Personal information
- Born: July 1, 1988 (age 37) Santa Maria, California, U.S.
- Listed height: 6 ft 5 in (1.96 m)
- Listed weight: 215 lb (98 kg)

Career information
- High school: Jesuit (Beaverton, Oregon)
- College: Oregon State (2006–2010)
- NBA draft: 2010: undrafted
- Playing career: 2010–2017
- Position: Shooting guard / small forward

Career history
- 2010: Portland Showtime
- 2010–2013: Idaho Stampede
- 2013: Sioux Falls Skyforce
- 2013–2014: Rizing Fukuoka
- 2014–2015: Osaka Evessa
- 2015–2016: Saitama Broncos
- 2016–2017: Passlab Yamagata Wyverns

Career highlights
- Pac-10 Defensive Player of the Year (2010);

= Seth Tarver =

American basketball player (born 1988)

Seth A. Tarver (born July 1, 1988) is an American former professional basketball player who last played for the Passlab Yamagata Wyverns of the B.League. Tarver played for the Oregon State Beavers in college and graduated in 2010 with a degree in business. His brother, Josh Tarver, also played with him all four years at Oregon State. His father is former NFL running-back John Tarver.

==Amateur career==
Tarver graduated from Jesuit High School in 2006. Coming out of high school he was widely considered as Oregon's best senior basketball player. As a senior Tarver was named Metro League Player of the Year and to the all-state first team. Tarver lead Jesuit to the 4A Oregon State Championship his junior year. He also ran track and field in high school competing in the 4 × 100 and 4 × 400 relays.

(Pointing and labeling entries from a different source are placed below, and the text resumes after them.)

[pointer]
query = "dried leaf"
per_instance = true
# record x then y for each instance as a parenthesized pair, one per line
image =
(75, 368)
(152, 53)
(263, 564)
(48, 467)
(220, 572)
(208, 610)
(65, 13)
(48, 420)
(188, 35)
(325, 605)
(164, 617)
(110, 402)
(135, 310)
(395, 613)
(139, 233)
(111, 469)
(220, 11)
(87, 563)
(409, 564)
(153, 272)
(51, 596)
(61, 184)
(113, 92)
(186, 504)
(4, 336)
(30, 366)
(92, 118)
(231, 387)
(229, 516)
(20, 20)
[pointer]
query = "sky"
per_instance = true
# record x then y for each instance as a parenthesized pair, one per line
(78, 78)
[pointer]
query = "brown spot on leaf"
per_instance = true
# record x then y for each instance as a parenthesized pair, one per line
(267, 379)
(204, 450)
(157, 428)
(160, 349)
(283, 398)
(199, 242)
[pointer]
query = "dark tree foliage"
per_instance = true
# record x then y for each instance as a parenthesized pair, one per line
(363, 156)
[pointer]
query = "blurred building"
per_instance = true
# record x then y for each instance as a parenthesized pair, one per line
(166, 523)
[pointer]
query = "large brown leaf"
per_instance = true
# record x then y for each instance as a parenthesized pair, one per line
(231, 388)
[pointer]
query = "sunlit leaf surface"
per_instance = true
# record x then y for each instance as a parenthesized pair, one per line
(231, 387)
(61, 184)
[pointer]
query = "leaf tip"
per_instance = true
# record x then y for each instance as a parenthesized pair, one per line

Tarver missed most of his freshman year at Oregon State with a minor case of plantar fasciitis. In his sophomore year Tarver started a team high 27 games and lead the Beavers in minutes per game. Tarver's junior season he helped lead Oregon State to the 2009 CBI Title and was named to the honorable mention Pac-10 all-defensive team. Tarver's senior season at Oregon State was his best season. He won the 2010 Pac-10 Defensive Player of the Year at the top of Oregon State's 1–3–1 defense. Tarver was the first Oregon State player to lead the Pac-10 in steals since Gary Payton in 1990.

==Professional career==
After his senior season at Oregon State Tarver entered the 2010 NBA draft. However, he went undrafted. He would later receive an invite to the Portland Trail Blazers pre-season team. Tarver played the 2010 NBA pre-season with the Blazers before being signed to the Idaho Stampede, a Blazers D-League affiliate. In July 2011 he signed a one-year deal with EnBW Ludwigsburg in Germany. He left the club before playing a game for them. Tarver returned to the Stampede for the 2011–12 season and remained on the roster until he was traded to the Sioux Falls Skyforce in February 2013. In 2013 Tarver signed with Rizing Fukuoka and began his basketball career in Japan.